La fondation KPN fait monter la pression sur l’OPA d’America Movil
La réussite de l’OPA d’America Movil sur KPN n’est pas courue d’avance. Créée en 1994 lors de la privatisation de l’opérateur néerlandais, la fondation indépendante (stichting) chargée de défendre les intérêts du groupe exprime des réserves sur le projet d’America Movil, contrôlé par l’homme d’affaires Carlos Slim. Soulignant «l’incertitude considérable entourant les intentions d’America Movil», elle reproche en particulier à l’opérateur mexicain de n’avoir pas arrêté sa position concernant la cession prévue pour 8,1 milliards d’euros de E-Plus, filiale allemande de KPN, à l’espagnol Telefonica.
Comme l’indique Walter Samuels, porte-parole de la fondation, «America Movil a évidemment le droit de réfléchir sur ce sujet, mais il doit indiquer sa position à KPN, à ses salariés et à ses actionnaires dans un délai approprié», avant que les autres actionnaires ne soient amenés à donner leur avis sur cette opération. Carlos García Moreno, directeur financier d’America Movil, avait auparavant déclaré que son groupe voulait «faire ressortir la valeur» de KPN et n'était pas uniquement intéressé par E-Plus.
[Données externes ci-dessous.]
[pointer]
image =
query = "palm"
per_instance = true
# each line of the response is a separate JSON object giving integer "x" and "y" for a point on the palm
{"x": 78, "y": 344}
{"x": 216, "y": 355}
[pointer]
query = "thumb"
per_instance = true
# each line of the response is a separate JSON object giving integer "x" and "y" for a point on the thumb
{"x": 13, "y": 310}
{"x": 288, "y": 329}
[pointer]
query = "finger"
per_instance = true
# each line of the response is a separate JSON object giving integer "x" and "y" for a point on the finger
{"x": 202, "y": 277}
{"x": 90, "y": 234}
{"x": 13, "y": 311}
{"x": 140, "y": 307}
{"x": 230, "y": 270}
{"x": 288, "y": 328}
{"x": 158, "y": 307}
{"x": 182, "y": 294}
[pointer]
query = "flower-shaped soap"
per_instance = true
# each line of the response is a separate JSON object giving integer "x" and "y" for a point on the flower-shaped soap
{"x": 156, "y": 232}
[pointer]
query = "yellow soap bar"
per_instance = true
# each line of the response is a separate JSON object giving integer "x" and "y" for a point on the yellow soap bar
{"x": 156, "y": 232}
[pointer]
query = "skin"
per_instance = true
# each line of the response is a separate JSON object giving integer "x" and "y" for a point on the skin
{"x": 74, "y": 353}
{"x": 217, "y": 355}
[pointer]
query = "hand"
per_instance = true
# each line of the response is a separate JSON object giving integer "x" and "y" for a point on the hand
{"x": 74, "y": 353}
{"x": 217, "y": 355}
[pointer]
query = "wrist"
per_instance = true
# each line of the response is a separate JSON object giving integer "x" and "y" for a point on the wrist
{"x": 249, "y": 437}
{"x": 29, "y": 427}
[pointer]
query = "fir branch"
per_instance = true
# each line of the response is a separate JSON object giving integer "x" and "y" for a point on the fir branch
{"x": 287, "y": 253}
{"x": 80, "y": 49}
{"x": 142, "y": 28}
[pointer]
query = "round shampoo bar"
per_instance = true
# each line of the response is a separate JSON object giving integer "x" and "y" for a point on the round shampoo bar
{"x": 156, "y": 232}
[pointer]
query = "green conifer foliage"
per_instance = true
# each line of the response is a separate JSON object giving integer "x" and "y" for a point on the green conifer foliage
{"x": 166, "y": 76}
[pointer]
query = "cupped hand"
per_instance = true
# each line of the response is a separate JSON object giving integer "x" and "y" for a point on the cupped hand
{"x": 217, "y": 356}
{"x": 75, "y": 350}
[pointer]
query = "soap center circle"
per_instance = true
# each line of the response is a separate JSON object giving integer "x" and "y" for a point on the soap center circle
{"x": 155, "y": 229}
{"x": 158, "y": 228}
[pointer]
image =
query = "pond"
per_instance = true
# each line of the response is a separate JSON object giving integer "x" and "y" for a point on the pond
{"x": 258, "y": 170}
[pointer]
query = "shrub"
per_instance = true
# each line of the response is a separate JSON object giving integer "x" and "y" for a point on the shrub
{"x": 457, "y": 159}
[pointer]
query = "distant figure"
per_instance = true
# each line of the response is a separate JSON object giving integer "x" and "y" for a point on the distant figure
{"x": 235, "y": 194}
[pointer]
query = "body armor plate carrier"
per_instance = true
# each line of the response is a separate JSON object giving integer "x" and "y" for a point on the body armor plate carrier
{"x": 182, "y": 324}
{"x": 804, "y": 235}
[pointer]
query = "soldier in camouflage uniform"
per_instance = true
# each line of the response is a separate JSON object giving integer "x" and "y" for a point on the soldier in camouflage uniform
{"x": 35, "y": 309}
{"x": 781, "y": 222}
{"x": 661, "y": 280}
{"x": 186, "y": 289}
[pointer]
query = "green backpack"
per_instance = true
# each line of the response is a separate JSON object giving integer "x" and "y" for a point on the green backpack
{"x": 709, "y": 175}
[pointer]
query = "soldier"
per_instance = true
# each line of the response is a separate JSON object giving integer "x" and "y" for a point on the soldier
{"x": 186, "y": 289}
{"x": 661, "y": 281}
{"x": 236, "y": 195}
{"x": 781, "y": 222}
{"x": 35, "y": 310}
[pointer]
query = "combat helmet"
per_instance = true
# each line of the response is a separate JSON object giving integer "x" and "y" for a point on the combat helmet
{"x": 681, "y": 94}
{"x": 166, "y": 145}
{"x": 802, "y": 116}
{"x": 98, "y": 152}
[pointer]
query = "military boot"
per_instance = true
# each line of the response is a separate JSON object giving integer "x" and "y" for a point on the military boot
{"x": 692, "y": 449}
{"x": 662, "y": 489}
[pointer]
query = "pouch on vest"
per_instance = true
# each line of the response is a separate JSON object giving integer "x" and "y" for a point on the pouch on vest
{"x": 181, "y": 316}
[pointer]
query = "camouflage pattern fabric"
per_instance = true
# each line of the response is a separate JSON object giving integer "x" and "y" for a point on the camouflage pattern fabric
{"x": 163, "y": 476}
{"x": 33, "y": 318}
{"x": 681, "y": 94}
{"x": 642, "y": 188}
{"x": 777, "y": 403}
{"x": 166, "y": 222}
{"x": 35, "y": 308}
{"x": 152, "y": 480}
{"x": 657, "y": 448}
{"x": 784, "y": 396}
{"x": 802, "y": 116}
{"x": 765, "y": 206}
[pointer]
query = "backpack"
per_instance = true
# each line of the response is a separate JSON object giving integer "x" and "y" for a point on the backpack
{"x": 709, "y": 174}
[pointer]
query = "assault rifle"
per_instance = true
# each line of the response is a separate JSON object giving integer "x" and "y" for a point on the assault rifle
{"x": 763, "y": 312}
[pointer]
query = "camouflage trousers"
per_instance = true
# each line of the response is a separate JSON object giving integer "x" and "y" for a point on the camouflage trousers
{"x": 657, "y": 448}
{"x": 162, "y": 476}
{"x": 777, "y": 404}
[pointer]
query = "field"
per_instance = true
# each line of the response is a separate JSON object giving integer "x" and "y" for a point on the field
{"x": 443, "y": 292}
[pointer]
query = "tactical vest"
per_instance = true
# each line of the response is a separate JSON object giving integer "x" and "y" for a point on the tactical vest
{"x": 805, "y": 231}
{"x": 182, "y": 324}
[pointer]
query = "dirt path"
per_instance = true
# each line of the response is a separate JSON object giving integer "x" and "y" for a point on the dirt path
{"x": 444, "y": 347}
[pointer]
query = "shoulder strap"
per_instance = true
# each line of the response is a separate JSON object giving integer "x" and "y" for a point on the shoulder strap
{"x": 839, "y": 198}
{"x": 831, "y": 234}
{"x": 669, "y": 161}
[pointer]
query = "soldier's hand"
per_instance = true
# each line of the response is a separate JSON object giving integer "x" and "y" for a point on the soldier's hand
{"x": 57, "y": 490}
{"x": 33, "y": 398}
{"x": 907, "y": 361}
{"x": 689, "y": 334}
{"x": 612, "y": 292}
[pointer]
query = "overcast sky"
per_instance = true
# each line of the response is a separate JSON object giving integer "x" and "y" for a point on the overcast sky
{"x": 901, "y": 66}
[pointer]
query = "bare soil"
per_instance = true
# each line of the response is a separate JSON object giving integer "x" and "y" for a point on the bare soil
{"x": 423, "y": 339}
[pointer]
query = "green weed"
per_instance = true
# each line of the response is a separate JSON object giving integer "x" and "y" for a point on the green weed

La fondation, dont le conseil d’administration est composé de 5 membres, rappelle que son rôle est de «représenter les intérêts de KPN, ses entités associées et ses actionnaires», en protégeant le groupe «d’influences susceptibles de menacer sa continuité, son indépendance ou son identité». Afin de bloquer une prise de contrôle hostile, elle peut acquérir des actions préférentielles de classe B pourvues de droits de vote. America Movil, qui cherche à faire passer sa participation dans KPN de 30% à plus de 50%, devrait alors gagner le soutien de tous les autres actionnaires de l’opérateur néerlandais pour en prendre le contrôle, étant donné que le nombre de titres préférentiels émis ne peuvent excéder celui de l’ensemble des actions ordinaires, moins une action.
L’inquiétude de la fondation est également liée au fait que l’annonce du projet d’OPA «n’a pas été faite en concertation avec KPN». N’ayant pas décidé à ce stade d’exercer son option d’achat, elle souhaite peut-être mettre la pression sur Carlos Slim pour qu’il relève son offre, qui valorise l’opérateur néerlandais 7,2 milliards d’euros. «Si KPN appelle à l’aide la fondation, cela a de fortes chances de se terminer devant les tribunaux», commente Jos Versteeg, analyste chez Theodoor Gilissen.